Tanzensemble – Victoria Hay, Yasuko Mogi, Camila Matteucci, Fabio Toraldo, Raphael Peter, Takashi Kondo

Chor des Theater Krefeld und Mönchengladbach
Niederrheinische Sinfoniker

11. April 2013

NDR Sinfonieorchester – Eschenbach.
Laeiszhalle Hamburg.

20:00 Uhr, Parkett links, Reihe 13, Platz 13



Paul Hindemith – Kammermusik Nr. 1 op. 24 Nr. 1
Paul Hindemith – Sinfonie in Es

(Pause)

Richard Wagner – Siegfried-Idyll
Richard Wagner – „Starke Scheite schichtet mir dort“ Brünnhildes Schlußgesang aus „Götterdämmerung“ (Petra Lang – Mezzosopran)



Ein gutes Konzert, das trotz des überaus geschätzten Maestro Eschenbach nach der Pause nicht ganz so zündete, wie es der erste Teil erhoffen ließ.

Hindemith wunderbar klar und transparent. Selbst in den größten Steigerungen der großen Sinfonie blieb das Prinzip des polyphonen Übereinanderschichtens stets durchhörbar. Auch interessant der Kontrast vom „Provokateur“ mit Akkordeon und Sirene zum gemäßigt modernen Gang in klassischen Fußstapfen. Hindemith liegt mir einfach, vor allem in der emanzipierten Behandlung der Holzbläser. Und auf eines ist stets bei ihm Verlaß: Früher oder später erscheint eine dieser anrührenden, scheu-zerbrechlichen Flötenkantilenen. Soviel zum Thema „Gebrauchsmusik“.

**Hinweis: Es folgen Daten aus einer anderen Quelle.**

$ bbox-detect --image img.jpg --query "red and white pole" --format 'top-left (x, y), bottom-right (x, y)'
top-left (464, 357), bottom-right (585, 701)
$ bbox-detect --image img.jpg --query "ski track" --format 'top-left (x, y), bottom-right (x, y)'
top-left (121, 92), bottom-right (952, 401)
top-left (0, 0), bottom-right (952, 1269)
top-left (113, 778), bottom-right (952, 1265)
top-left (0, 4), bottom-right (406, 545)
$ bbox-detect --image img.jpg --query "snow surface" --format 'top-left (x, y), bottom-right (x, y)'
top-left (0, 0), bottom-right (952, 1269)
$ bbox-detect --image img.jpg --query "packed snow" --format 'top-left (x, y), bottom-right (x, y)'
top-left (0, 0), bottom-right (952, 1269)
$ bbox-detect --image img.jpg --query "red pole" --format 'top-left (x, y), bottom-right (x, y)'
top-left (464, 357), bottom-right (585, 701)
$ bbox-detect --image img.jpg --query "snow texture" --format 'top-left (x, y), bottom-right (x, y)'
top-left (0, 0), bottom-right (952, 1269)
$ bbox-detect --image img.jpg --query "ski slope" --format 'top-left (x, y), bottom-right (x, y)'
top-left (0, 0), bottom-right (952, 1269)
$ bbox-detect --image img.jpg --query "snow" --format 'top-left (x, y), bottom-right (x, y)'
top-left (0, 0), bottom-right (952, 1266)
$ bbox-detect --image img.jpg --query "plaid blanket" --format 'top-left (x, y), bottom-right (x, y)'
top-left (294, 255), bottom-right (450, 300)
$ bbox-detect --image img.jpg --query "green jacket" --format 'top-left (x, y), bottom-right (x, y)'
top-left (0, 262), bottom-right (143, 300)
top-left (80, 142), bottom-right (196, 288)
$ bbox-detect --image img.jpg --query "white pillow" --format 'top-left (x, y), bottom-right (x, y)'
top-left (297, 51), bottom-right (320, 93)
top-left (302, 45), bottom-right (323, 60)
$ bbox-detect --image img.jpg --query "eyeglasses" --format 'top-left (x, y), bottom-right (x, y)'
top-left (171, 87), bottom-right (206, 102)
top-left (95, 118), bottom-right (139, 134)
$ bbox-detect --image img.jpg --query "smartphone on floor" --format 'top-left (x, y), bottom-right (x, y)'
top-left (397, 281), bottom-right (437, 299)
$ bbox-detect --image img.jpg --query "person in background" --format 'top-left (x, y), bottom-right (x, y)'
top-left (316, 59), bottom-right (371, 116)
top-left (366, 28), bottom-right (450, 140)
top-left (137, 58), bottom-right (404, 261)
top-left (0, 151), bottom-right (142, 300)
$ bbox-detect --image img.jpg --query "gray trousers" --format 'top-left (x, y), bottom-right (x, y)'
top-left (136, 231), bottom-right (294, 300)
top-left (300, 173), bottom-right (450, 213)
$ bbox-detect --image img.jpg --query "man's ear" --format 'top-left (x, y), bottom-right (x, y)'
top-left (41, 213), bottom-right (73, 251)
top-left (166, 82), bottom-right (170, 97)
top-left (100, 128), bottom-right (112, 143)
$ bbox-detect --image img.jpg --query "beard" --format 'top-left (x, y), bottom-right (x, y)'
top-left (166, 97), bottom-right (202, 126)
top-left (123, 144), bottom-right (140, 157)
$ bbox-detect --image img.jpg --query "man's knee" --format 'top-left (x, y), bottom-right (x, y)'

Vom Wagner hatte ich mir dann mehr erhofft. Die Interpretation des Siegfried-Idylls durch Eschenbach war zwar vorzüglich – fein abgestimmte Dynamik und atmende Bögen – jedoch wurde dieser zarte Zugang nicht von allen Beteiligten auch konsequent umgesetzt. Vor allem die Bläser ließen das versonnene Gewebe mangels Einfühlungsvermögen mehr als einmal aufreißen.

Beim abschließenden Götterdämmerungsfinale konnte ich mir nicht helfen – das hatte ich vor gar nicht allzu langer Zeit eindringlicher gehört. Einerseits wurde Petra Langs Stimme teilweise ob der Orchestergewalt doch deutlich an ihre dynamischen Grenzen gebracht – in tiefer Lage war sie des Öfteren kaum zu hören – andererseits bleiben die Hamburger Symphoniker unter Jeffrey Tate auch in puncto Gestaltung und Ausdruck für mich klarer Punktsieger (Link). Das wogte und wallte vormals einfach differenzierter, organischer. So bringt mich meine Wagner-Liebe mal wieder zu der Einsicht: Guter Wagner reicht eben nicht, dann doch lieber – Keiner.